After watching an awful lot of Maddie Moate (this video in particular) I finally agreed to make a volcano with the kids. It was a project we managed spread over a few days, and it really did keep their interest throughout. 

You will need:
Plastic bottle 
Newspaper strips 
Bicarbonate of soda 
Washing up liquid
Food colouring (optional)

Day 1
We taped an old plastic bottle to a piece of cardboard. Using strips of cardboard we created a rough volcano shape and stuffed the gaps with scrunched up paper.
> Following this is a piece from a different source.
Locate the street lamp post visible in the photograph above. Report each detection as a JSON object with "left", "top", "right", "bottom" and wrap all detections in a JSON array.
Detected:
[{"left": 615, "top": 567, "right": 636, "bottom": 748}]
We created a paste using equal measures of flour and warm water (make sure you mix well to get rid of any lumps) and then dipped in strips of magazines to cover the outside of the volcano - I think we did about 3 layers of paper. I would recommend a matte paper, such as newspaper, over the shiny magazine paper we used, but it’s all we had to hand. It was quite soggy by the time we had done so it was left overnight to make sure it had dried properly.

Day 2
The easy bit - painting. We just used kids washable poster paints, but you could use whatever you have. As we’d used old magazines the paint didn’t stick as well as it could have and cracked a bit, but if you use newspapers then I think you’d have less problems. 

Day 3
Eruption time! 
We were a little experimental with our measurements here, but for us that added to the fun. We messed around with quantities to try and work out what created the best eruptions. However, if you want to be less hit and miss, mix 1tbsp bicarbonate of soda, 2 tbsp water and 1 tbsp washing up liquid and add it to the bottle inside the volcano. In a cup, or jug, mix 1tbsp of food colouring with 1/2 cup of vinegar. When you are ready for your volcano to erupt, pour the vinegar into the bottle. I would recommend you do this on an easy to clean surface. We opted for a Tuff tray in the garden. I hosed the tray down afterwards...and it did turn our grass brown for a few days. Just a word of warning! 


To talk through the science of what was going on we used this video. The experiment also opened a discussion about volcanoes. We’ve found that this is a really good book.